I retreat to my room, shut the door, and pace while I listen to scuffling noises and low, agitated voices from Hugh’s room. Hearing his door to the passage open, I hurry out my door ju
st in time to meet Tristan. He’s fully clothed, his black hair is tousled, and he looks mortified. He’s clutching something in his hand. It’s his white priest’s collar. Without a word, he stalks down the passage and disappears down the back stairs. I go in my room and knock on the connecting door to Hugh’s.
“Come in,” Hugh calls.
He’s dressed and groomed; the aroma of bay rum shaving lotion masks the smell of sex. Before I can speak, he raises his palms and says, “It’s not what you think.”
“How can it be anything else?”
“I mean, it wasn’t just an impulsive roll in the hay.” Hugh sinks onto the cushioned platform in the alcove, his gaze focused on some troubling inner vista. “There’ve been so many men, I’ve lost count—I don’t even remember all their names. But there’s never been anyone I felt close to, who I thought was worth the risk of seeing more than a few times.” Hugh looks up at me. “Do you understand what I mean?”
His face wears the same daft, starry-eyed expression that I see in my reflection in the mirror after I’ve been with Barrett. My heart plummets as I nod and sit beside him. “You’re in love with Tristan Mariner.”
Hugh’s cheeks color; elation swells his chest. “I never thought it would happen. I never thought I would find someone who actually makes me glad that I’m what I am.”
“Oh, Hugh.” I wish I could be happy for him, but he’s fallen in love with the wrong person at the worst time. “Tristan is not only a priest but a suspect in the kidnapping of his own brother,” I remind Hugh, “and he could also be a murderer.”
“I never thought he did it,” Hugh declares, “and now I know for sure that he’s incapable of hurting anyone.”
I’m too shy to speak bluntly and say that sex can trick you into thinking that you know a person and make you believe he’s good because you don’t want to think that someone who’s touched you intimately is evil. “There was the man he killed during the boxing match.”
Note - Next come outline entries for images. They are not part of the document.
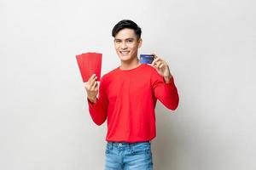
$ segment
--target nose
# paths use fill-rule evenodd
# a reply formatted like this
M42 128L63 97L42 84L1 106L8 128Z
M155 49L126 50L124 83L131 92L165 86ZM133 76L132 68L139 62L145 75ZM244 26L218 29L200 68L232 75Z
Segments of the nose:
M127 45L126 45L125 42L122 42L121 48L122 48L122 49L125 49L127 48Z

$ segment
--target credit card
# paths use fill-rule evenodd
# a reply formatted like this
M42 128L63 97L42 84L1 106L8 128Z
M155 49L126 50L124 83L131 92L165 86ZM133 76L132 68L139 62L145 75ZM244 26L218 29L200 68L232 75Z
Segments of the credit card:
M153 54L140 54L141 64L151 64L154 60L154 55Z

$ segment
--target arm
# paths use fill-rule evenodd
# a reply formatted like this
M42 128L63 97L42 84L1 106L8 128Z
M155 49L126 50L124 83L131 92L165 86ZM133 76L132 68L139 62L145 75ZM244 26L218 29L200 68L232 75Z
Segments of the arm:
M96 77L95 75L85 83L87 91L87 103L89 111L93 122L97 125L102 125L107 119L108 99L105 93L104 80L101 81L98 90ZM99 97L96 95L99 91Z
M156 71L151 75L154 96L168 109L176 110L179 98L168 65L162 59L155 56L151 65Z

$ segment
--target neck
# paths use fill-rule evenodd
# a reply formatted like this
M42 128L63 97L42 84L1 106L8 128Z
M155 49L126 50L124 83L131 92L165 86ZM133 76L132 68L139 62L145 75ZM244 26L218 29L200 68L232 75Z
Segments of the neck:
M128 61L122 61L121 60L121 65L120 69L121 70L130 70L130 69L134 69L137 66L139 66L141 64L139 63L139 60L136 57L132 60L128 60Z

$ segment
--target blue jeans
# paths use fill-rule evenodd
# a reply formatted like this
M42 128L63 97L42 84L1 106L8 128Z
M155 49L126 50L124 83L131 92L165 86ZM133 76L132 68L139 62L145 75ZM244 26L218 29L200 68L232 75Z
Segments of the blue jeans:
M108 142L105 170L153 170L150 142Z

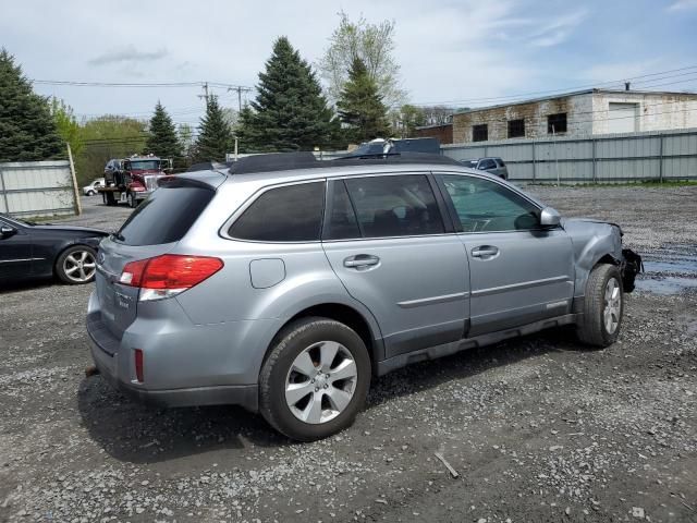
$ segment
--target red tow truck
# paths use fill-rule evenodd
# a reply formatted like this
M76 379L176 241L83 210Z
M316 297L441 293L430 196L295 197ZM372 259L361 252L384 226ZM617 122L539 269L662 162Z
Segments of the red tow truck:
M105 204L137 207L157 188L157 181L172 172L172 160L154 155L112 159L105 167L105 185L97 188Z

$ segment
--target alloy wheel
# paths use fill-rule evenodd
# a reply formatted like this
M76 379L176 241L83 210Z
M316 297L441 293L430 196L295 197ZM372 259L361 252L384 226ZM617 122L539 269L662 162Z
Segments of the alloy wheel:
M89 251L74 251L63 260L63 272L76 283L89 281L95 276L95 270L97 264Z
M285 378L285 402L302 422L321 424L341 414L354 396L358 369L344 345L320 341L303 350Z

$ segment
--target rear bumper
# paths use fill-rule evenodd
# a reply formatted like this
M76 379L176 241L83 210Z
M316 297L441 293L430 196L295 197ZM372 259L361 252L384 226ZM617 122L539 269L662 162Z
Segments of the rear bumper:
M120 340L105 328L98 313L91 313L87 316L87 333L89 335L91 357L99 373L112 388L129 398L168 408L234 404L252 412L258 410L257 385L148 389L135 380L127 381L121 377L123 372L120 369L129 368L130 362L121 362L120 356L129 357L132 351L121 350Z

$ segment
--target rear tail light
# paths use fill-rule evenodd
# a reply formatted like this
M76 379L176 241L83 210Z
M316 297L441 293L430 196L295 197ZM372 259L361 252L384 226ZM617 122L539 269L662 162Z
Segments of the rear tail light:
M126 264L119 282L142 289L142 302L161 300L197 285L222 267L220 258L164 254Z
M140 349L134 350L133 358L135 360L135 379L143 382L143 351Z

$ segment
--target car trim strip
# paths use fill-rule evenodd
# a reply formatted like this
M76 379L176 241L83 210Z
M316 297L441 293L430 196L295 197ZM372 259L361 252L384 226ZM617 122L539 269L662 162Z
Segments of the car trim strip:
M419 300L408 300L406 302L398 302L402 308L414 308L423 305L435 305L437 303L455 302L461 297L469 296L468 292L456 292L454 294L443 294L441 296L421 297Z
M547 285L549 283L557 283L562 281L571 281L568 276L555 276L553 278L542 278L541 280L524 281L522 283L511 283L510 285L490 287L489 289L479 289L472 291L472 296L488 296L489 294L498 294L500 292L517 291L523 289L530 289L533 287Z
M17 258L17 259L0 259L0 264L15 264L17 262L40 262L46 258Z

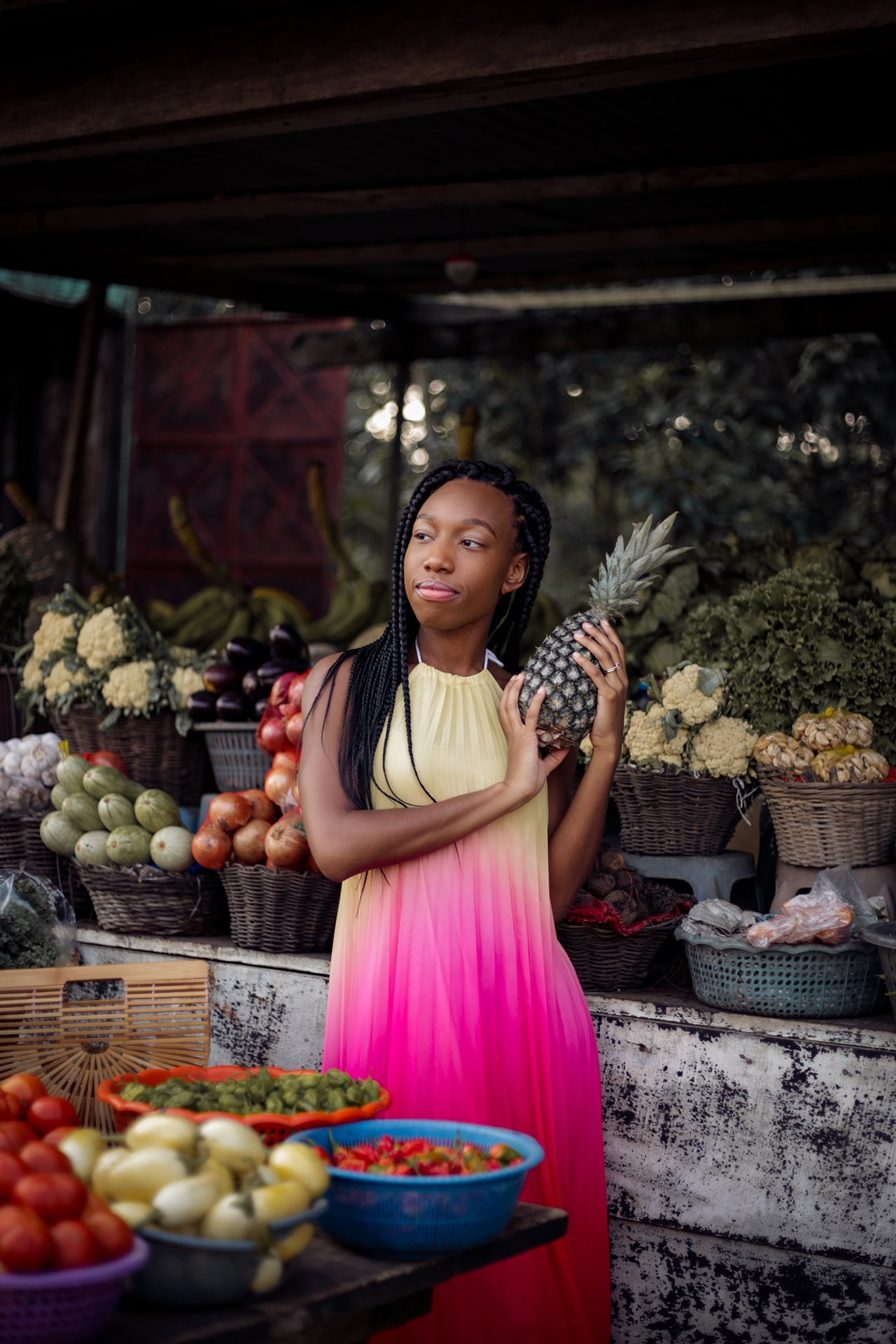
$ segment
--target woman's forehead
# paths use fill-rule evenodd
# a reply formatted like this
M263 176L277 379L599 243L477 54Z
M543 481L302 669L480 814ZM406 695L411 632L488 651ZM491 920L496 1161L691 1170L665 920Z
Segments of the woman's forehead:
M480 520L497 535L516 531L510 497L482 481L447 481L420 504L418 517L426 515L457 523Z

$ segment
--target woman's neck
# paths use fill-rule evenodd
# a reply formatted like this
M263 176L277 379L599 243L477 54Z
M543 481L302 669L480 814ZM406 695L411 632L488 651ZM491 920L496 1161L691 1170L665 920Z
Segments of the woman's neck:
M461 630L427 630L420 626L416 648L411 645L407 650L408 665L416 665L419 648L419 661L429 667L451 676L476 676L485 667L486 638L488 626Z

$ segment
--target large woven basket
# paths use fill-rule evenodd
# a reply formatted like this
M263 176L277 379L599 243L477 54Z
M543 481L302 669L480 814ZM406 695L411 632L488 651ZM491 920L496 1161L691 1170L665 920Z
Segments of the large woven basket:
M572 962L586 995L613 989L641 989L664 953L682 917L621 934L607 925L574 925L562 919L557 941Z
M196 806L203 792L206 739L196 732L181 738L171 710L152 719L120 719L109 732L101 732L99 718L83 704L63 716L51 714L54 731L69 741L73 753L118 751L128 774L148 789L164 789L181 806Z
M896 784L797 784L759 771L778 857L802 868L893 862Z
M731 780L660 774L619 765L613 797L622 823L621 845L629 853L721 853L739 821Z
M24 868L32 878L43 878L64 895L78 919L91 915L90 896L81 883L79 870L67 859L47 849L40 839L40 816L23 812L0 817L0 868Z
M340 886L320 872L277 872L263 864L222 871L230 935L255 952L329 952Z
M227 906L216 872L78 867L97 922L107 933L215 934L227 931Z
M271 758L255 742L255 723L197 723L220 793L263 789Z

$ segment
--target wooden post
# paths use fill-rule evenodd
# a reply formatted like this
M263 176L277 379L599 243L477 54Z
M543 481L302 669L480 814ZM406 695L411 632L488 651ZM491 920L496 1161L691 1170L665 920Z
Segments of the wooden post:
M97 352L99 349L105 302L105 282L91 280L81 327L81 340L78 341L75 376L71 383L71 403L69 406L69 423L66 425L66 439L62 448L62 462L59 464L56 503L52 511L52 526L58 532L70 530L69 524L77 493L75 482L83 460L87 426L90 425L90 403L97 376Z
M387 583L392 577L392 551L395 550L395 532L398 531L398 492L402 484L402 425L404 423L404 392L407 391L408 378L407 362L402 360L395 375L398 415L395 417L395 438L392 439L392 456L390 458L390 492L386 511L386 538L383 539Z
M477 411L473 402L466 407L463 415L461 417L461 427L457 435L457 456L465 461L472 462L476 456L473 452L473 445L476 441L476 431L480 427L480 413Z

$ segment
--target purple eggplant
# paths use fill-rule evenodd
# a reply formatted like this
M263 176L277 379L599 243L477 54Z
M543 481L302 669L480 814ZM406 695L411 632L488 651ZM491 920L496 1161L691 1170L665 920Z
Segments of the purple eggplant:
M240 634L231 640L224 653L230 665L236 668L240 676L259 668L270 657L267 646L261 640L253 640L249 634Z
M193 723L211 723L218 718L216 703L214 691L193 691L187 700L187 714Z
M271 659L285 659L289 669L305 672L312 665L308 645L294 625L274 625L267 632Z
M230 663L214 663L206 668L203 681L207 691L223 695L224 691L239 691L242 676L236 668L231 668Z
M247 700L257 700L262 694L261 683L258 680L258 668L253 668L243 677L243 695Z
M247 723L249 704L242 691L224 691L218 696L218 718L228 723Z
M305 668L300 668L296 663L290 663L287 659L269 659L267 663L262 663L258 668L258 689L262 695L270 695L270 689L278 676L283 672L304 672Z

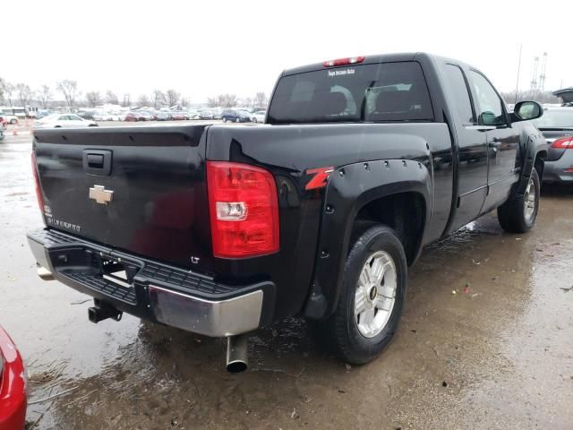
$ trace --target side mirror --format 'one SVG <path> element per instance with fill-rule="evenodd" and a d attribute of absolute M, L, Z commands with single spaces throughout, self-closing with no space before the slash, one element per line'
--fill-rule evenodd
<path fill-rule="evenodd" d="M 543 108 L 536 101 L 520 101 L 513 109 L 513 116 L 516 121 L 528 121 L 539 118 L 543 115 Z"/>

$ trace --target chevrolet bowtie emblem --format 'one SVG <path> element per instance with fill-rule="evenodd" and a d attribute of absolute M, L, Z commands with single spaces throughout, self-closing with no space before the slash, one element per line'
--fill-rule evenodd
<path fill-rule="evenodd" d="M 114 198 L 114 192 L 106 190 L 101 185 L 93 185 L 90 188 L 90 198 L 96 201 L 99 204 L 107 204 Z"/>

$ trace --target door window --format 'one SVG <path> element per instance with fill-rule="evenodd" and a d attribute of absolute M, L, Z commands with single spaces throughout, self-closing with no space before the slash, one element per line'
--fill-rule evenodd
<path fill-rule="evenodd" d="M 454 64 L 446 64 L 445 72 L 446 85 L 454 99 L 454 106 L 459 119 L 462 123 L 475 124 L 475 117 L 472 109 L 472 102 L 461 69 Z"/>
<path fill-rule="evenodd" d="M 505 125 L 502 101 L 492 84 L 477 72 L 471 71 L 472 84 L 478 105 L 478 119 L 483 125 Z"/>

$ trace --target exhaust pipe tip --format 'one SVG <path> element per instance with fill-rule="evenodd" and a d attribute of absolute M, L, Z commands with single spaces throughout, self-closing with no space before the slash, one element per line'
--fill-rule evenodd
<path fill-rule="evenodd" d="M 114 321 L 120 321 L 124 313 L 115 309 L 108 303 L 94 299 L 94 306 L 88 308 L 88 319 L 97 324 L 100 321 L 111 318 Z"/>
<path fill-rule="evenodd" d="M 44 266 L 38 264 L 38 276 L 44 280 L 54 280 L 54 274 Z"/>
<path fill-rule="evenodd" d="M 227 364 L 227 371 L 229 374 L 242 374 L 247 370 L 248 365 L 244 361 L 233 361 Z"/>
<path fill-rule="evenodd" d="M 247 370 L 249 337 L 246 334 L 227 338 L 227 371 L 240 374 Z"/>

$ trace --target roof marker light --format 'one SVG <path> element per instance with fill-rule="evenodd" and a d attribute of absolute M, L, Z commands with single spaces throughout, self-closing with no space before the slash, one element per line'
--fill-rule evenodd
<path fill-rule="evenodd" d="M 364 56 L 348 56 L 346 58 L 337 58 L 336 60 L 327 60 L 322 63 L 322 65 L 324 67 L 336 67 L 337 65 L 355 64 L 356 63 L 362 63 L 365 59 Z"/>

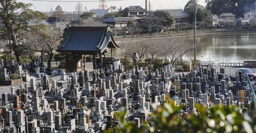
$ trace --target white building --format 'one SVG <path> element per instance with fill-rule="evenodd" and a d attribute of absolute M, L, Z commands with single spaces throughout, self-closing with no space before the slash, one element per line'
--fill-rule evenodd
<path fill-rule="evenodd" d="M 246 12 L 244 14 L 244 17 L 246 19 L 249 19 L 250 20 L 250 23 L 251 24 L 253 25 L 253 20 L 255 21 L 256 22 L 256 20 L 254 19 L 256 18 L 254 17 L 254 15 L 255 15 L 255 17 L 256 17 L 256 13 L 254 14 L 254 10 L 251 10 L 247 12 Z M 254 23 L 254 25 L 256 24 L 256 23 Z"/>
<path fill-rule="evenodd" d="M 216 14 L 212 14 L 212 26 L 216 26 L 218 25 L 218 17 Z"/>
<path fill-rule="evenodd" d="M 92 9 L 90 10 L 90 12 L 95 13 L 95 17 L 103 16 L 106 13 L 111 13 L 118 11 L 117 6 L 111 6 L 108 9 Z"/>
“There was no boxing match. That’s just the official story. Here’s what really happened: When Tristan was in the army in India, he became friends with a fellow soldier. They weren’t lovers, but they were on the verge. The men in their regiment got wise to it. One night they attacked Tristan and his friend. They beat his friend almost to death before Tristan managed to fight them off. One of them died of his injuries—Tristan ruptured his kidney.” Hugh sounds proud, gratified. “It was self-defense.”